I was in your shoes at one point trying to find wide boots for my feet and I also tried Burton ruler wide boots in size 8 and I also I had Salomon dialouge wide boots in 8

I can assure you that the Salomon boots are bigger width and length. Because Of the reduced foot print it's not that wide on the outside at all. It might be wider on the inside. I would go with the s/m boss bindings if I had to go with boss bindings. 
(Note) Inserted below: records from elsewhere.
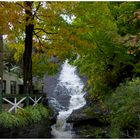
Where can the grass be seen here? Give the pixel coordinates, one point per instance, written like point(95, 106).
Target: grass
point(23, 117)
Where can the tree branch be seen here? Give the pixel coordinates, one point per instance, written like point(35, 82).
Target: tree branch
point(45, 31)
point(39, 4)
point(20, 5)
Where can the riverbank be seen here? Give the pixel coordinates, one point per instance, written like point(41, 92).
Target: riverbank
point(32, 122)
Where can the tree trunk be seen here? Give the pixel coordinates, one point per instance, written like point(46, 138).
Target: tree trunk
point(27, 56)
point(1, 56)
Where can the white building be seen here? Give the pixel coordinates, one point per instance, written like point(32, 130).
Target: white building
point(11, 83)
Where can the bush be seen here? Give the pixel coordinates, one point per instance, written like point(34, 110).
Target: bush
point(23, 117)
point(125, 109)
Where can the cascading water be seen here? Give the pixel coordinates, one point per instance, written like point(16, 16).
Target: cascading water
point(69, 81)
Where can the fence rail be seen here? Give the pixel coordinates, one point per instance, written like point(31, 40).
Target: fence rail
point(12, 102)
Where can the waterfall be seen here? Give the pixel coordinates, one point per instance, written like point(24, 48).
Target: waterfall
point(69, 81)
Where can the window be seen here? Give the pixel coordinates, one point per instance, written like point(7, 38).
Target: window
point(13, 87)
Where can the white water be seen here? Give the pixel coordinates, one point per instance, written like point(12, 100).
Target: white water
point(74, 85)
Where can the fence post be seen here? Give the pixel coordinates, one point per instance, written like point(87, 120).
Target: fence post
point(27, 94)
point(1, 94)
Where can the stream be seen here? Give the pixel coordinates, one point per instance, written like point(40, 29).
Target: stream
point(67, 96)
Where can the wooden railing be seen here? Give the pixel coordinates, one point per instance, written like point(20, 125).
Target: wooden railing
point(11, 103)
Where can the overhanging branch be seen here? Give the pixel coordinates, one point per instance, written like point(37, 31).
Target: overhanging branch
point(45, 31)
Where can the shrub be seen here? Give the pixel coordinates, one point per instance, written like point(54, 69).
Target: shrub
point(125, 109)
point(23, 117)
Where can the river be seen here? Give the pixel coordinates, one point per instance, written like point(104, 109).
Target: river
point(68, 85)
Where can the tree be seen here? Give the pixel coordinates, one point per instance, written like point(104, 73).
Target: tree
point(39, 25)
If you are open to other options I would go with the Katana size M/L from Rome.


----------



## Zany (Sep 23, 2009)

Thank you for the info I really appreciate it . I will look for s/m 390 boss bindings.


----------



## Zany (Sep 23, 2009)

Got my boots. Already they feel better than my old salomons. They are noticable wider which is perfect for my foot. Lenghtwise my toes are touching front of the boot but not as much as in my old boots (which were bigger in size). 
So thank you wired for your help!
Without you I would probably buy even bigger boots and ended up with same problem like before. 
Now I'm waiting for S/M 390 bosses which was suggested by ekb18c (thank you man).
I will write about fit when I get them or I can upload some pictures how my new setup fits  
Once again, thank you guys. This forum is really helpfull for people like me. We cant get as much info here in europe, especially in "smaller" countries.


----------



## Wiredsport (Sep 16, 2009)

Awesome! Very stoked to help. 

Sorry I missed you Binding Q's. Not sure how that happened.


----------